Computers Are a Part of PT

Published April 2, 2009 7:43 AM by Toni Patt
My computer was down for a few days.  Three calls to the manufacturer later and I'm back up and running.  Being computer-less was an eye-opening experience.  It made me realize how much I've come to depend on mine.  I had to stop and think about how to do things, like check the weather, do my homework and check the news.  A few years ago, I would have had to stop and think how to do those things with a computer.  The experience also made me realize how much physical therapy has come to depend upon computers.  I can remember the days when everything was done with pen and paper.  The introduction of the fax machine was a mini revolution when it came to communication with physicians, insurers and other facilities.   The introduction of the computer changed the way we did things.

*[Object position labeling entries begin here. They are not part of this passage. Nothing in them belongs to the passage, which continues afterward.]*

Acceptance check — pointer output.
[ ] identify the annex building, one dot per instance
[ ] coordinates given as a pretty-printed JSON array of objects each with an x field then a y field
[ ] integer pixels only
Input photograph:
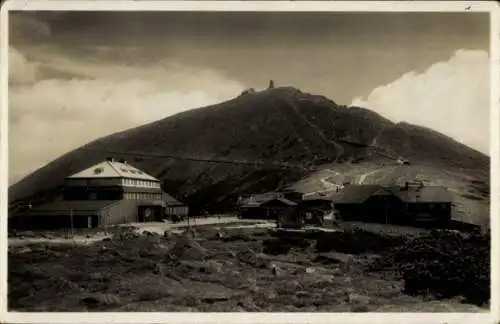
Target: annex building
[{"x": 108, "y": 193}]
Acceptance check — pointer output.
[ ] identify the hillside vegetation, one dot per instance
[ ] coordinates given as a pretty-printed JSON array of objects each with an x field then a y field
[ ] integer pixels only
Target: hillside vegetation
[{"x": 277, "y": 125}]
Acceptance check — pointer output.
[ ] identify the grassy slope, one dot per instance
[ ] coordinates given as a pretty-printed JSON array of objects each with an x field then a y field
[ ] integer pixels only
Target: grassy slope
[{"x": 282, "y": 125}]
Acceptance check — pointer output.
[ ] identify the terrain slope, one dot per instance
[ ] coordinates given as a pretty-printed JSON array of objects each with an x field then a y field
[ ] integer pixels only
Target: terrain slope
[{"x": 274, "y": 139}]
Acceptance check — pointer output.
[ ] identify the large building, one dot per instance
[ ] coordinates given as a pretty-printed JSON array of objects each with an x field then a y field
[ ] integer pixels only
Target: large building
[{"x": 108, "y": 193}]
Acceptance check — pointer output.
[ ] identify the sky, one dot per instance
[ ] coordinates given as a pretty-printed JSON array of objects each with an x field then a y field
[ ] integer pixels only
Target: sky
[{"x": 77, "y": 76}]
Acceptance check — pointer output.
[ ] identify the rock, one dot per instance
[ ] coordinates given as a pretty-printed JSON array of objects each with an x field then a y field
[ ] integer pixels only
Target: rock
[{"x": 220, "y": 235}]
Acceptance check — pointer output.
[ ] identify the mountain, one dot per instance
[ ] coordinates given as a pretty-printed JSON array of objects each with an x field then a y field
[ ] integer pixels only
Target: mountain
[{"x": 293, "y": 135}]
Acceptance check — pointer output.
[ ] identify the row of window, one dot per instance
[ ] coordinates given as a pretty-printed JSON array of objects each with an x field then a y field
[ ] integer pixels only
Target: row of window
[
  {"x": 140, "y": 183},
  {"x": 142, "y": 196}
]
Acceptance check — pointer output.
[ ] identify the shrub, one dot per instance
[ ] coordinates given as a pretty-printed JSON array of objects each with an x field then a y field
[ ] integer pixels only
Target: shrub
[{"x": 443, "y": 264}]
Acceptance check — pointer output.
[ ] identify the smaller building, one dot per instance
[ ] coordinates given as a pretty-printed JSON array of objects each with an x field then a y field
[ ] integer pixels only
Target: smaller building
[{"x": 108, "y": 193}]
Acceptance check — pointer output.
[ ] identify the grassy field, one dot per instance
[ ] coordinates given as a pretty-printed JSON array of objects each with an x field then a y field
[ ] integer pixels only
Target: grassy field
[{"x": 210, "y": 268}]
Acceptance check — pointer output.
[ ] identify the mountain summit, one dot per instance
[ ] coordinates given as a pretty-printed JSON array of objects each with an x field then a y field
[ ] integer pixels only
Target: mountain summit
[{"x": 259, "y": 141}]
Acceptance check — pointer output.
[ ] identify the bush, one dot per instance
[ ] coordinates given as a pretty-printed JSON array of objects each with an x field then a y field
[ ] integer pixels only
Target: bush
[{"x": 357, "y": 241}]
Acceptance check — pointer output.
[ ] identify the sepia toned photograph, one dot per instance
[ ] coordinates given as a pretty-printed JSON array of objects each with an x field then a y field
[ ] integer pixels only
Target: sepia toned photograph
[{"x": 249, "y": 161}]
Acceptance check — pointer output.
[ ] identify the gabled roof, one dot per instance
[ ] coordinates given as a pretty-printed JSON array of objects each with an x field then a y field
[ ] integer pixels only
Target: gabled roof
[
  {"x": 171, "y": 201},
  {"x": 425, "y": 194},
  {"x": 65, "y": 207},
  {"x": 353, "y": 194},
  {"x": 258, "y": 203},
  {"x": 281, "y": 200},
  {"x": 359, "y": 193},
  {"x": 112, "y": 169}
]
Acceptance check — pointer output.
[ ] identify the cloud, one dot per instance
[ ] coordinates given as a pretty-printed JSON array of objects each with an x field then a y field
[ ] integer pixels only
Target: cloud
[
  {"x": 51, "y": 116},
  {"x": 452, "y": 97},
  {"x": 20, "y": 69}
]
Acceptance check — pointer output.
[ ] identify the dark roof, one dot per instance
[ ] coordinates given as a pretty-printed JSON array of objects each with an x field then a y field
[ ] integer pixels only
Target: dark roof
[
  {"x": 77, "y": 207},
  {"x": 425, "y": 194},
  {"x": 259, "y": 203},
  {"x": 141, "y": 190},
  {"x": 353, "y": 194},
  {"x": 281, "y": 200},
  {"x": 171, "y": 201},
  {"x": 359, "y": 193}
]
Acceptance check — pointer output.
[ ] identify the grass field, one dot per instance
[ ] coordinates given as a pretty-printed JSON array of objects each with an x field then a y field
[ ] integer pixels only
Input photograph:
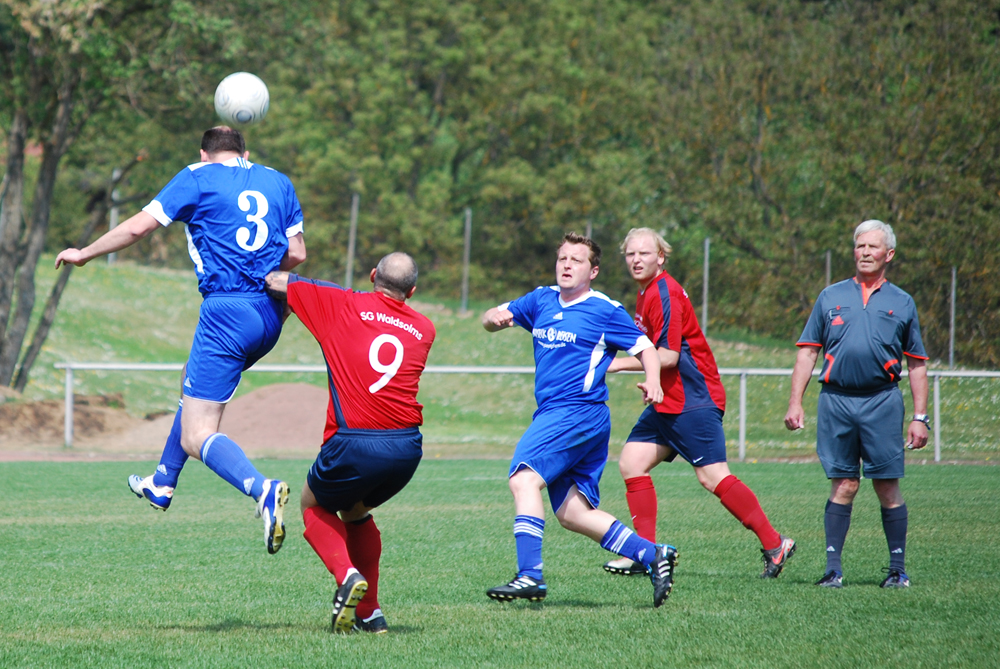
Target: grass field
[
  {"x": 127, "y": 313},
  {"x": 92, "y": 577}
]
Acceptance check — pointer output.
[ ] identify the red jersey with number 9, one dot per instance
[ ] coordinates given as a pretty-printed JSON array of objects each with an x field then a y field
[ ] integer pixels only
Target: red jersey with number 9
[{"x": 375, "y": 349}]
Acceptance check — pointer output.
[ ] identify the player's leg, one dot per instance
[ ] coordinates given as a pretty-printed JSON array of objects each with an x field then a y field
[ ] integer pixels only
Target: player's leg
[
  {"x": 577, "y": 514},
  {"x": 894, "y": 524},
  {"x": 327, "y": 534},
  {"x": 158, "y": 488},
  {"x": 839, "y": 451},
  {"x": 882, "y": 456}
]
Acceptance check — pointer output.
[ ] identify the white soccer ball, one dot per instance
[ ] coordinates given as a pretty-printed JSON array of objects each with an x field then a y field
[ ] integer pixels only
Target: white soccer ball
[{"x": 242, "y": 99}]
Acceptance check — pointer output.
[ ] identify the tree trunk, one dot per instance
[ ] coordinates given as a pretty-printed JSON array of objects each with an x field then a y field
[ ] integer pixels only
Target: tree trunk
[
  {"x": 52, "y": 304},
  {"x": 52, "y": 152},
  {"x": 11, "y": 214}
]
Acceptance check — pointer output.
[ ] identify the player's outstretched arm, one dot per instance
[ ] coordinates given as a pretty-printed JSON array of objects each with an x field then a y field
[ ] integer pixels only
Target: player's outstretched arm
[
  {"x": 632, "y": 363},
  {"x": 295, "y": 255},
  {"x": 497, "y": 319},
  {"x": 916, "y": 433},
  {"x": 805, "y": 360},
  {"x": 121, "y": 237},
  {"x": 276, "y": 284},
  {"x": 652, "y": 393}
]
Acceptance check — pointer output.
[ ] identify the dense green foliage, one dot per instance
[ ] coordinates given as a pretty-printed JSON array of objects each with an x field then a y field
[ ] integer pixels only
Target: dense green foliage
[
  {"x": 115, "y": 583},
  {"x": 771, "y": 126}
]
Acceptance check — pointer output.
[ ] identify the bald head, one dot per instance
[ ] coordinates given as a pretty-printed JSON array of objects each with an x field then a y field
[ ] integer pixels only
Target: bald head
[{"x": 395, "y": 275}]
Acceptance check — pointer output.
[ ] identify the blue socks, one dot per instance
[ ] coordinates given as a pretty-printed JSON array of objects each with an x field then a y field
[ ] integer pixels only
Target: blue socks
[
  {"x": 894, "y": 523},
  {"x": 528, "y": 532},
  {"x": 836, "y": 521},
  {"x": 623, "y": 541},
  {"x": 225, "y": 458},
  {"x": 173, "y": 458}
]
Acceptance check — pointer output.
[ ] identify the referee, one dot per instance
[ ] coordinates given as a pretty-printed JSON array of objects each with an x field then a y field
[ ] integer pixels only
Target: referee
[{"x": 865, "y": 325}]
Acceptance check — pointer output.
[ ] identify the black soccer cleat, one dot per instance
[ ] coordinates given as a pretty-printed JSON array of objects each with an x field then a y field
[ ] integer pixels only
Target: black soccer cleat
[
  {"x": 522, "y": 587},
  {"x": 661, "y": 573},
  {"x": 896, "y": 579},
  {"x": 345, "y": 601},
  {"x": 775, "y": 559},
  {"x": 625, "y": 567},
  {"x": 374, "y": 625},
  {"x": 832, "y": 579}
]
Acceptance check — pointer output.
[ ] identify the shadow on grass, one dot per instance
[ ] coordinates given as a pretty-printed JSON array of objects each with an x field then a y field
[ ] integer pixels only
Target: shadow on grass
[{"x": 229, "y": 624}]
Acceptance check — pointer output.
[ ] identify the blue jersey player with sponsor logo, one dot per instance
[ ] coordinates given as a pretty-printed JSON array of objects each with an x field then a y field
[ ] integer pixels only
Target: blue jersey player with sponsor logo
[
  {"x": 576, "y": 333},
  {"x": 242, "y": 221},
  {"x": 866, "y": 326}
]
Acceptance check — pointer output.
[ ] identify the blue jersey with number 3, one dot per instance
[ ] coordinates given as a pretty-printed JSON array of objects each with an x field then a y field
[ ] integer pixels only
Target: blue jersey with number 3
[{"x": 238, "y": 218}]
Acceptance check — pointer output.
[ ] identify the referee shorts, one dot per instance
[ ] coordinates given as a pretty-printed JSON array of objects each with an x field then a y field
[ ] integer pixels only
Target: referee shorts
[
  {"x": 868, "y": 429},
  {"x": 367, "y": 466}
]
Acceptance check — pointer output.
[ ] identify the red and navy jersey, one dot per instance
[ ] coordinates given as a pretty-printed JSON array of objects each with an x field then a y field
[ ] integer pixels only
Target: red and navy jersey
[
  {"x": 664, "y": 312},
  {"x": 375, "y": 349}
]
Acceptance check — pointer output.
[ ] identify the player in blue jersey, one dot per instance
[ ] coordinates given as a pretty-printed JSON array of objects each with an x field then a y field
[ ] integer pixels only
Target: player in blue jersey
[
  {"x": 576, "y": 333},
  {"x": 242, "y": 221},
  {"x": 866, "y": 326}
]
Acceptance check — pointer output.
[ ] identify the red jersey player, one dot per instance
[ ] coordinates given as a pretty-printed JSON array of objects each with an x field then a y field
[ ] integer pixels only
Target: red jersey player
[
  {"x": 375, "y": 348},
  {"x": 689, "y": 419}
]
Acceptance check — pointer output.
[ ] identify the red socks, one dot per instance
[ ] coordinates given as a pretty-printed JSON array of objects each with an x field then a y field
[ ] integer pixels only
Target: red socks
[
  {"x": 327, "y": 534},
  {"x": 740, "y": 501},
  {"x": 364, "y": 542},
  {"x": 641, "y": 497}
]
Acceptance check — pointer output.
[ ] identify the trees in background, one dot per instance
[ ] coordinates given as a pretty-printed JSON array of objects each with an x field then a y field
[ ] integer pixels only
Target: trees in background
[{"x": 772, "y": 126}]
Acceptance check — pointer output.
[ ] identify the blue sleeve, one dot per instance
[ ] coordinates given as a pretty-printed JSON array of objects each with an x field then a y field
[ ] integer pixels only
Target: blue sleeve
[
  {"x": 178, "y": 199},
  {"x": 814, "y": 334},
  {"x": 621, "y": 333},
  {"x": 524, "y": 309},
  {"x": 293, "y": 225}
]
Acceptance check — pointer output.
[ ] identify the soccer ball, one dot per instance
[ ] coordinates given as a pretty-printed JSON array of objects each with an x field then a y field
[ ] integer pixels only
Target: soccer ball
[{"x": 242, "y": 99}]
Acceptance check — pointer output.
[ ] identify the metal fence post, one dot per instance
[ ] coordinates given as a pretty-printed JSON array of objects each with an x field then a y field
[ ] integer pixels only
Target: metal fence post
[
  {"x": 937, "y": 418},
  {"x": 68, "y": 422},
  {"x": 743, "y": 416}
]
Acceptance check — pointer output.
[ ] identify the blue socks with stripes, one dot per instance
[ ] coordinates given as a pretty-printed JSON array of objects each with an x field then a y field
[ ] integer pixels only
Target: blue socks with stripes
[
  {"x": 528, "y": 532},
  {"x": 173, "y": 458},
  {"x": 623, "y": 541},
  {"x": 225, "y": 458}
]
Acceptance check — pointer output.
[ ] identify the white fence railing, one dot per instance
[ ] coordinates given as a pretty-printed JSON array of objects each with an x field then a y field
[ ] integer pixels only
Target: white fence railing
[{"x": 743, "y": 373}]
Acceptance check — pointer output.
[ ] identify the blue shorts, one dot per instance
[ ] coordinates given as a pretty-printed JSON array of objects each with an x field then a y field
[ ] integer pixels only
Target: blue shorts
[
  {"x": 697, "y": 434},
  {"x": 851, "y": 429},
  {"x": 234, "y": 331},
  {"x": 567, "y": 446},
  {"x": 367, "y": 466}
]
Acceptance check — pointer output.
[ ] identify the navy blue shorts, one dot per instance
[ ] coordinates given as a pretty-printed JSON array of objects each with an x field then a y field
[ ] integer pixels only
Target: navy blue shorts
[
  {"x": 567, "y": 446},
  {"x": 234, "y": 331},
  {"x": 852, "y": 429},
  {"x": 367, "y": 466},
  {"x": 697, "y": 434}
]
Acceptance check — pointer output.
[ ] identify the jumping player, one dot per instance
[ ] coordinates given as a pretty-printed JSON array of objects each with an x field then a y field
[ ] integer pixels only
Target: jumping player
[
  {"x": 576, "y": 332},
  {"x": 242, "y": 221},
  {"x": 689, "y": 419},
  {"x": 375, "y": 348}
]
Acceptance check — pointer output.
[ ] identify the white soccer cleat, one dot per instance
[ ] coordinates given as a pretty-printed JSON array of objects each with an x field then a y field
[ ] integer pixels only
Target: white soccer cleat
[{"x": 159, "y": 497}]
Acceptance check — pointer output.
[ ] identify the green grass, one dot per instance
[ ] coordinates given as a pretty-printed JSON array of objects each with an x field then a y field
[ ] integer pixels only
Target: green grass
[
  {"x": 128, "y": 313},
  {"x": 90, "y": 576}
]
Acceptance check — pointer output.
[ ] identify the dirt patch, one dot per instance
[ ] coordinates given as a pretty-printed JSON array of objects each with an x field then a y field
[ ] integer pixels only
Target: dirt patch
[{"x": 279, "y": 421}]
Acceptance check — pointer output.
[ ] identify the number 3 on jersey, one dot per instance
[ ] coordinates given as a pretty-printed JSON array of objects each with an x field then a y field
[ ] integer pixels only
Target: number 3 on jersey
[
  {"x": 387, "y": 371},
  {"x": 243, "y": 234}
]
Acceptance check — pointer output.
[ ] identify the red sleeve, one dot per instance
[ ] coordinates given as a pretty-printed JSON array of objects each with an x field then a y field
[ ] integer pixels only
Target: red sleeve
[{"x": 312, "y": 302}]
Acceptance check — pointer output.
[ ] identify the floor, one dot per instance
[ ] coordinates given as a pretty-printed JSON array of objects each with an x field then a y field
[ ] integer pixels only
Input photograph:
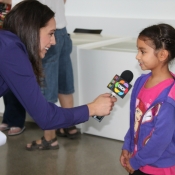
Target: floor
[{"x": 87, "y": 155}]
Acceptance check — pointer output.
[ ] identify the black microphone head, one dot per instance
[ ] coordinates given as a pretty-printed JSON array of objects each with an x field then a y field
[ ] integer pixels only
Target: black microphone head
[{"x": 127, "y": 75}]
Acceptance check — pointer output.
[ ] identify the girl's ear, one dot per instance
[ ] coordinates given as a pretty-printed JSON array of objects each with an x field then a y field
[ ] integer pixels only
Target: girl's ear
[{"x": 163, "y": 55}]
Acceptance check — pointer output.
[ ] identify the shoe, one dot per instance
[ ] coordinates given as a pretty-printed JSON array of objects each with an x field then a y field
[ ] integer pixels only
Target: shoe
[
  {"x": 15, "y": 131},
  {"x": 67, "y": 132},
  {"x": 45, "y": 145},
  {"x": 4, "y": 127}
]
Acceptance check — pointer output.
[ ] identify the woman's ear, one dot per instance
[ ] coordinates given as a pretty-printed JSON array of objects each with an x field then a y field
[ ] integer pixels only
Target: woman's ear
[{"x": 163, "y": 55}]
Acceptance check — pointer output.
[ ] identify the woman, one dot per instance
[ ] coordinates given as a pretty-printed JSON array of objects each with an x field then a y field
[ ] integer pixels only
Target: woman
[{"x": 28, "y": 34}]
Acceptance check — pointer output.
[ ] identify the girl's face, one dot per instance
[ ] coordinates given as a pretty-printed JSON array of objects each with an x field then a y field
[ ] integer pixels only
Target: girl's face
[
  {"x": 47, "y": 38},
  {"x": 146, "y": 56}
]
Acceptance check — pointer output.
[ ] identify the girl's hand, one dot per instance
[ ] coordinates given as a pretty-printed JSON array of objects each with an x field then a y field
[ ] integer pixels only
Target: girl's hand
[{"x": 124, "y": 158}]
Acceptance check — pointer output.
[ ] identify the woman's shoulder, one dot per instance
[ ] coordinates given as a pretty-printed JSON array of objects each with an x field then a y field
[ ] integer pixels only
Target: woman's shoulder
[{"x": 9, "y": 39}]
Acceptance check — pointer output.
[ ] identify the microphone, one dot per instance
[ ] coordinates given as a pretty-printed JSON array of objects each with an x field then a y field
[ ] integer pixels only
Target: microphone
[{"x": 120, "y": 86}]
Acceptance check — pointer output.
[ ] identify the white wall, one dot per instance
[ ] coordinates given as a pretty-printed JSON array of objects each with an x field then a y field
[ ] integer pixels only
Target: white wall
[
  {"x": 161, "y": 9},
  {"x": 118, "y": 17}
]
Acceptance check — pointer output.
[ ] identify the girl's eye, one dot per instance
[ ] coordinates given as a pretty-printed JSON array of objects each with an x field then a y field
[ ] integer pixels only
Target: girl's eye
[{"x": 142, "y": 52}]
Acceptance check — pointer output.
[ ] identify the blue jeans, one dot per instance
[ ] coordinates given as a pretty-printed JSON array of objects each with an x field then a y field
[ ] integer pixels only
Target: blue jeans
[
  {"x": 58, "y": 79},
  {"x": 57, "y": 67}
]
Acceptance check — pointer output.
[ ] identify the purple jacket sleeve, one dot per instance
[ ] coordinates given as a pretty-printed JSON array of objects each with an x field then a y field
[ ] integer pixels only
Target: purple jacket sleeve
[{"x": 16, "y": 73}]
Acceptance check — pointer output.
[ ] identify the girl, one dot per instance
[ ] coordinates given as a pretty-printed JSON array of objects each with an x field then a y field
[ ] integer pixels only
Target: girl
[
  {"x": 153, "y": 151},
  {"x": 28, "y": 34}
]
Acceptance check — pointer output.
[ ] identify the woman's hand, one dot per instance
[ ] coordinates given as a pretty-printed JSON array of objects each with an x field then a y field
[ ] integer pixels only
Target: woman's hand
[{"x": 102, "y": 105}]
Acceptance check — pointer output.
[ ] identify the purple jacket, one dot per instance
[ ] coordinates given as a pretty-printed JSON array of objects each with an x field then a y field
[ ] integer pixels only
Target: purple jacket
[
  {"x": 16, "y": 73},
  {"x": 156, "y": 143}
]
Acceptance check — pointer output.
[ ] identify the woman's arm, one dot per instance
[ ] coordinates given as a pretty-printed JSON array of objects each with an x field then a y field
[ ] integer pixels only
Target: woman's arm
[{"x": 17, "y": 72}]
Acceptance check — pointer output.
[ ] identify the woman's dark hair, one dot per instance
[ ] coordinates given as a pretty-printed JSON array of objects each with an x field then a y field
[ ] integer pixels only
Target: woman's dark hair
[
  {"x": 161, "y": 36},
  {"x": 25, "y": 20}
]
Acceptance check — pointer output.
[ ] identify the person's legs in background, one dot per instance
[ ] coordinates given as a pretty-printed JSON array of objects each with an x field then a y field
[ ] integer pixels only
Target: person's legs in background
[
  {"x": 58, "y": 83},
  {"x": 14, "y": 115}
]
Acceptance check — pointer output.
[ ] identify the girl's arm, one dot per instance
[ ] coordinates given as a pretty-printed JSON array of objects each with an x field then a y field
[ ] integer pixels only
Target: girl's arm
[
  {"x": 160, "y": 141},
  {"x": 6, "y": 1}
]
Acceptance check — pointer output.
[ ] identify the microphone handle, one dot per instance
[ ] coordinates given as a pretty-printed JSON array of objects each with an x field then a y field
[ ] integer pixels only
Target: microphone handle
[{"x": 100, "y": 118}]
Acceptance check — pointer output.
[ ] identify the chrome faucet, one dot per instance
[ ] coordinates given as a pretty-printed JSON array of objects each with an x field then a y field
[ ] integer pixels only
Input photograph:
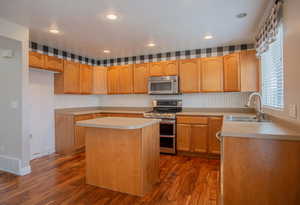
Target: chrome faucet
[{"x": 259, "y": 114}]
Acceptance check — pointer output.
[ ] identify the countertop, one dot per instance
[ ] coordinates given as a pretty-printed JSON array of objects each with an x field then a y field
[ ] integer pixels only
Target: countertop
[
  {"x": 276, "y": 129},
  {"x": 118, "y": 123}
]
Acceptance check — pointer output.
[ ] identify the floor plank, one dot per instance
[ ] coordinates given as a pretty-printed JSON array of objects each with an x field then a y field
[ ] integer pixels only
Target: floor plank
[{"x": 59, "y": 179}]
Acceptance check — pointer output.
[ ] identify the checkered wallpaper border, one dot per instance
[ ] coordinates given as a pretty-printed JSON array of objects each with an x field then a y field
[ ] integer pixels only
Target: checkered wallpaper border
[
  {"x": 62, "y": 54},
  {"x": 187, "y": 54}
]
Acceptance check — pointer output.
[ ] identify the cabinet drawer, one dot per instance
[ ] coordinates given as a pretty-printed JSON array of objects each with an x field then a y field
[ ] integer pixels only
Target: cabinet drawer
[
  {"x": 192, "y": 120},
  {"x": 83, "y": 117}
]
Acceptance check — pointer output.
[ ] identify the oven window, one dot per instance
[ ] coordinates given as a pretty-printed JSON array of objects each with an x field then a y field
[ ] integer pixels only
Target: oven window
[
  {"x": 162, "y": 86},
  {"x": 167, "y": 129},
  {"x": 167, "y": 142}
]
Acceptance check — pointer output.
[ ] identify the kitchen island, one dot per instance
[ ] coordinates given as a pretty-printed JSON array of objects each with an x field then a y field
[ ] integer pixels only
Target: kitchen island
[{"x": 122, "y": 154}]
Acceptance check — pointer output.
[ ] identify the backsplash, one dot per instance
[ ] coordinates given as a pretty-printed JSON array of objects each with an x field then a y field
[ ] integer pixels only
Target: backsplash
[
  {"x": 187, "y": 54},
  {"x": 195, "y": 100}
]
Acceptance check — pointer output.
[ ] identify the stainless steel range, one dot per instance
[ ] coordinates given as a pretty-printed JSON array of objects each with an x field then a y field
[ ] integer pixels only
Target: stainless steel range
[{"x": 166, "y": 111}]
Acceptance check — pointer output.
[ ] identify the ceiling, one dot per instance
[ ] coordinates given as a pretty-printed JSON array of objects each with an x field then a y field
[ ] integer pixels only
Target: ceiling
[{"x": 171, "y": 24}]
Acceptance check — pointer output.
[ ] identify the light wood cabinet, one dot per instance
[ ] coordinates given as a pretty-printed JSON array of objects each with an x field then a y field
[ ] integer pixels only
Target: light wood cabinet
[
  {"x": 36, "y": 60},
  {"x": 183, "y": 137},
  {"x": 70, "y": 138},
  {"x": 199, "y": 139},
  {"x": 140, "y": 78},
  {"x": 68, "y": 82},
  {"x": 212, "y": 74},
  {"x": 54, "y": 63},
  {"x": 249, "y": 71},
  {"x": 215, "y": 125},
  {"x": 126, "y": 79},
  {"x": 197, "y": 134},
  {"x": 113, "y": 80},
  {"x": 232, "y": 74},
  {"x": 192, "y": 134},
  {"x": 164, "y": 68},
  {"x": 99, "y": 80},
  {"x": 86, "y": 79},
  {"x": 189, "y": 72}
]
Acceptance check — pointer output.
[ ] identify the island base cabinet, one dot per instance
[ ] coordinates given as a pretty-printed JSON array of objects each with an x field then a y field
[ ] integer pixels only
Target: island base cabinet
[
  {"x": 123, "y": 160},
  {"x": 260, "y": 171}
]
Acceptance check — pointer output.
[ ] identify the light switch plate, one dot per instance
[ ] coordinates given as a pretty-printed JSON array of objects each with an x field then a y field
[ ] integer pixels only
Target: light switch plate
[{"x": 293, "y": 111}]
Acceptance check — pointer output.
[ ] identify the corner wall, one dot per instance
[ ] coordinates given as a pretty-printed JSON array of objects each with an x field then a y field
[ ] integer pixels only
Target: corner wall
[{"x": 14, "y": 139}]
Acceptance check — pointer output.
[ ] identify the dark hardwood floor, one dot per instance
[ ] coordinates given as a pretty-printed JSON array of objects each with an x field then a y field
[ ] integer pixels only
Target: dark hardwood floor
[{"x": 59, "y": 179}]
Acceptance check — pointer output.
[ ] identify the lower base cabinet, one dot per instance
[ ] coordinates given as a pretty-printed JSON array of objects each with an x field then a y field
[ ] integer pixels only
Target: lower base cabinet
[
  {"x": 70, "y": 138},
  {"x": 198, "y": 134}
]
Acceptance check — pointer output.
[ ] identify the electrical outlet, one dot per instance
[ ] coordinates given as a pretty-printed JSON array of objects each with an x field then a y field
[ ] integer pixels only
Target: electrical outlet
[
  {"x": 2, "y": 148},
  {"x": 293, "y": 111}
]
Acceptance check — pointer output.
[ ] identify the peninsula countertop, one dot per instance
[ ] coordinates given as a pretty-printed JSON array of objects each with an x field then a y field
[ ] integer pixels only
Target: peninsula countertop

Many of the hospitals in Houston have gone to a paperless system.  The one I'm working at is among them.  The only thing written on paper in the chart is the physician orders and daily notes.  Everything else is on the computer, including all therapy notes.  Without computer access, I couldn't begin to treat a patient.  There was a steep learning curve when the hospital went live with the system.  Since that time, things have gotten much easier. Physicians are forced to dictate everything. That means everything is in the chart in a timely matter and legible. I have access to all radiological results and current lab values. I can look up therapy notes from previous admissions by merely clicking on a box. This is a major improvement from the previous system.

The age of computers isn't limited to hospitals.  I've worked in SNFs and OP clinics that are computerized.  A few years ago when I worked OP, the only thing computerized was billing and the schedule.  I think paper will practically be a thing of past there in a few years, if not sooner.  OP clinics have a lot to gain from going computerized.  Third-party payers won't be able to deny claims because they can't read notes.  They won't be able to nitpick about missing information if templates are used that have spaces and prompts for all necessary data, including basics like the pt's name, MD, diagnosis, POC, frequency, etc.  It's too bad the cost of installing the necessary hard- and software is so high.

PT schools are taking advantage of computers and the internet as well.  Many transitional DPT programs are 100 percent online. Both of the local schools here have part of the curriculum as online classes in addition to traditional classes. Exercise programs are available to generate written programs that can be translated into different languages.  That's really helpful here in Texas where half of the population doesn't speak or read English.  I've also seen programs that act as translators to help communicate with patients.

It's obvious physical therapy would be much different without computers.  I have a new appreciation for mine now that it is working again.  I'm sure there are many therapists out there who remember the day when we didn't have computers.  I'm also sure there are many newer graduates who can't remember a world without computers.  Until I sat down and though about it, I didn't realize what a difference computers made and how much we've come to rely on them.